By
Thomas Connelly
In
my utopia,
art would be intimate. Art would compel people to think. Art would
take place in interesting venues. The
Green Room
gave me a taste of my utopian dreams.
In
this work, The
Green Room,
Jane Longhurst and Dylan Sheridan were able to create something
challenging and invigorating. They have made the overture to an
endless and communal symphony, that each of us can carry and add to
daily.
On
a sunny first day of summer I drove to a
much ignored historical part of Hobart, the Victoria Gunpowder
Magazine on the Queens Domain.
I
arrive
early, and entertain myself with a stroll along Soldiers Memorial
Avenue. A bleak and silently beautiful memorial to those sacrificed
in the Great War . Alone but for the wind on my face and the song of
the birds, this quiet futility of war moment places me in the right
frame of mind for the Green
Room
.
The
audience is led to an intimate dance floor . A woman is dressed in
black:. is she a servant or a mourner? As she endlessly sweeps the
floor with her old fashioned broom, Dylan Sheridan's modulated
rumblings signal a dreamy twilight entrance and a beginning. A
theatre of gesture and sound follows, filling the abandoned space and
transmuting the audience. Minimal lighting adds a thrilling unity.
Years
ago punks prided themselves on breaking the distance between
performer and audience. The
Green Room
extends this idea. The audience becomes the performance. The
rustling of clothing - the string section, shifting feet -
percussion, breathing - woodwind. Peristaltic motion forms the brass
section, breaks down barriers, and at the same time raises questions
and the audience becomes part of the performance. What is meant to be
heard? What is performance? What is real?
Jane
Longhurst performs
a silent dance; her movements layering questions and her very being
becomes ambiguous. A ghost of the long empty gunpowder magazine? An
echo of the forgotten Crimean War? The fear of Tsarist expansion? The
endless domestic labour of women? Or is her sweeping structure for
the soundscape?
The
performance doesn't end, rather it fades and changes location.

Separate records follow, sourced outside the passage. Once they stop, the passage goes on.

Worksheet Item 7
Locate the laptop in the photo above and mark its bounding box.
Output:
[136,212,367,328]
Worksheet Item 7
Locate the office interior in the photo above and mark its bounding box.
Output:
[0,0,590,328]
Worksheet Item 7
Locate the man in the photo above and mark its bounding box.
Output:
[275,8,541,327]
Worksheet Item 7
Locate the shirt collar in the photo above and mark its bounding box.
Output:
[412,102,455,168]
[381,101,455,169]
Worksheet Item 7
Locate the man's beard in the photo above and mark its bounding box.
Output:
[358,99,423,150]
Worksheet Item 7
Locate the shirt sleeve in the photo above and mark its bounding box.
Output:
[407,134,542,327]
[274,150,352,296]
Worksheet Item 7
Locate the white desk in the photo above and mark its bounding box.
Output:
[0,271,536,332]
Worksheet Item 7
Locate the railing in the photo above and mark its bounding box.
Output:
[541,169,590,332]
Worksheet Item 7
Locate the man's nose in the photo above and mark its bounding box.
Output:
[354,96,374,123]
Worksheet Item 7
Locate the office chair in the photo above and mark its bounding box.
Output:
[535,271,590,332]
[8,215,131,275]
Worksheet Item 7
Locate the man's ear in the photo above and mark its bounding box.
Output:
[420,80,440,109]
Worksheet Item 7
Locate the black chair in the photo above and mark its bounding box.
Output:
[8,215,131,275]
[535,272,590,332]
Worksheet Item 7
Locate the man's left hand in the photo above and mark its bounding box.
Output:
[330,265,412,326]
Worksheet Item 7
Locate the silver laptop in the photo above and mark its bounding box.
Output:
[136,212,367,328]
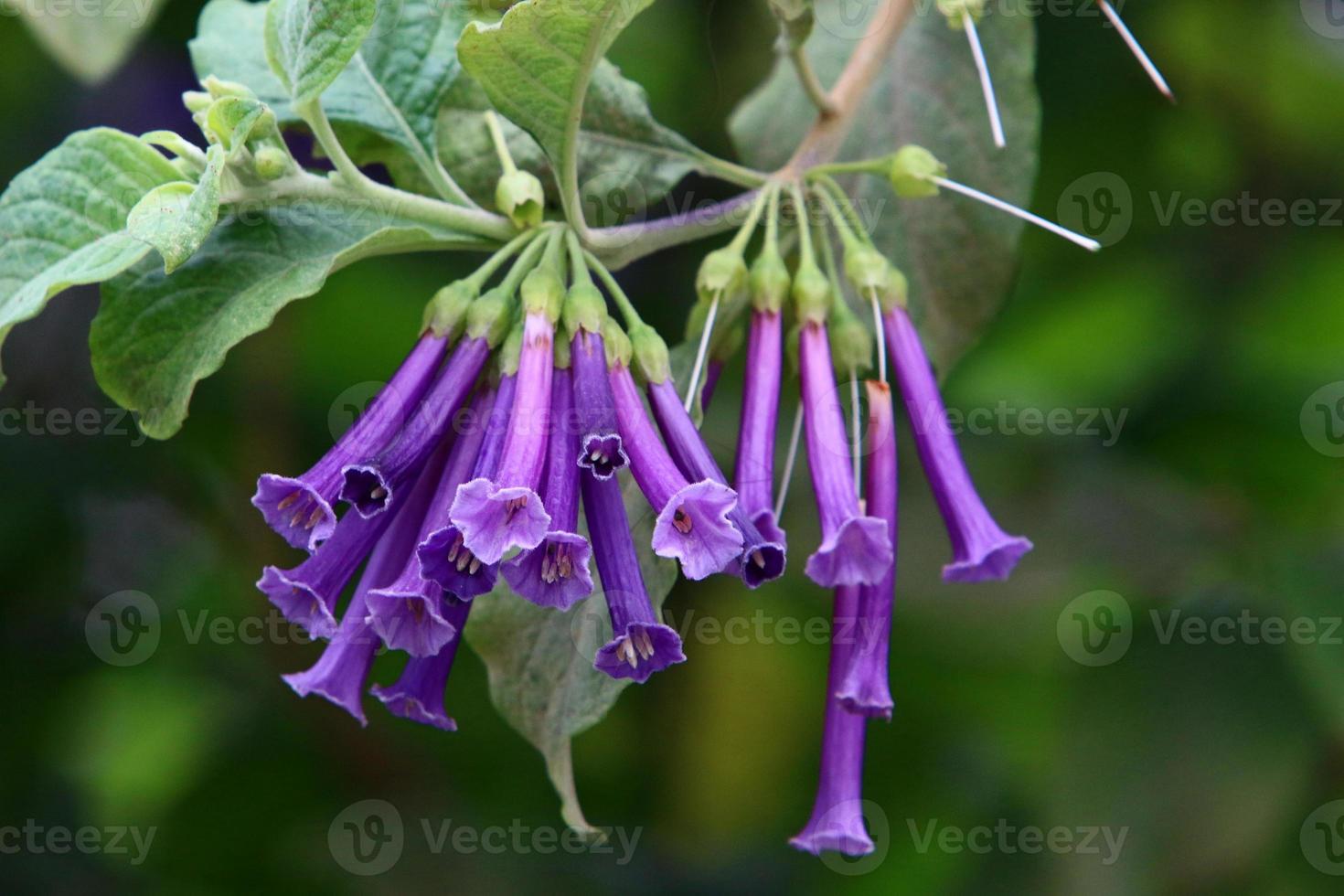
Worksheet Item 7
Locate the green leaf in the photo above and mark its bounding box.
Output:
[457,0,653,217]
[126,145,226,274]
[0,128,181,381]
[0,0,163,83]
[90,195,477,438]
[266,0,378,106]
[730,0,1040,371]
[466,481,676,834]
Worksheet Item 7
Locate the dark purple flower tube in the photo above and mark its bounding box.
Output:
[570,329,630,480]
[340,337,491,517]
[503,368,592,610]
[886,306,1032,581]
[449,313,555,563]
[610,366,741,579]
[649,380,787,589]
[368,389,495,656]
[369,599,472,731]
[252,333,448,550]
[285,459,429,725]
[732,310,784,544]
[580,475,686,684]
[836,380,896,721]
[415,375,517,601]
[798,323,892,589]
[789,586,874,856]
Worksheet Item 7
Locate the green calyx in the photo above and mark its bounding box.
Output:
[421,280,480,340]
[887,145,947,198]
[630,324,672,383]
[752,244,793,315]
[495,169,546,229]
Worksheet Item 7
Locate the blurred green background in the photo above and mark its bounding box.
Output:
[0,0,1344,896]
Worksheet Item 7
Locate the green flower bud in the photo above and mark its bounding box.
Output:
[630,324,672,383]
[793,263,833,324]
[252,146,289,180]
[495,171,546,229]
[422,280,480,338]
[466,287,514,348]
[603,317,635,367]
[890,145,947,198]
[521,266,564,324]
[563,283,606,340]
[695,249,747,303]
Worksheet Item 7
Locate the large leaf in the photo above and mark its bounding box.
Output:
[457,0,653,222]
[0,128,181,381]
[466,481,676,833]
[0,0,163,83]
[730,0,1040,369]
[90,198,475,438]
[266,0,378,106]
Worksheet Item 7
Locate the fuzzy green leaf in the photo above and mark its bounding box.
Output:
[730,0,1040,371]
[90,198,475,438]
[0,128,181,381]
[466,481,676,834]
[266,0,378,106]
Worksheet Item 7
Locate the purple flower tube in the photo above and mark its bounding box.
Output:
[610,364,741,579]
[369,599,472,731]
[649,380,787,589]
[503,368,592,610]
[415,375,517,601]
[252,333,448,550]
[449,312,555,563]
[836,380,896,721]
[798,323,892,587]
[340,337,491,517]
[789,586,874,856]
[368,389,495,656]
[886,306,1032,581]
[580,475,686,684]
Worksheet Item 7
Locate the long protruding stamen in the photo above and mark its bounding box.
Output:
[684,293,723,414]
[774,401,803,520]
[1097,0,1176,102]
[961,11,1008,149]
[929,175,1101,252]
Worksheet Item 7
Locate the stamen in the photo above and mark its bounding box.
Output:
[1097,0,1176,102]
[961,9,1008,149]
[929,175,1101,252]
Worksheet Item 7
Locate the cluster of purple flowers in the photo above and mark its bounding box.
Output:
[252,191,1030,854]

Walking away from the keyboard, doors open and the audience slowly
melts away, a simulated ending. Once everyone has left the room Jane
finishes her sweeping and her dance. And we are outside in the light
and the real world. Off in the distance a band plays, birds sing,
conversation flows. The performance continues without end.
In
all this
was a fabulous production; a subtle and revolutionary work. Simple
and complex, artless and polished, all at once. Equal parts theatre,
dance, installation and composition. All bundled up with questioning
strings, in a appropriate and interesting venue. A venue that not
only allows intimacy, but forces intimacy upon the audience and
performers alike.
Congratulations
to
the Salamanca Arts Centre's HyPe (Hybrid Performance) Program for
nurturing innovation and allowing this and many other vigorous
performances to be created in and around the local area.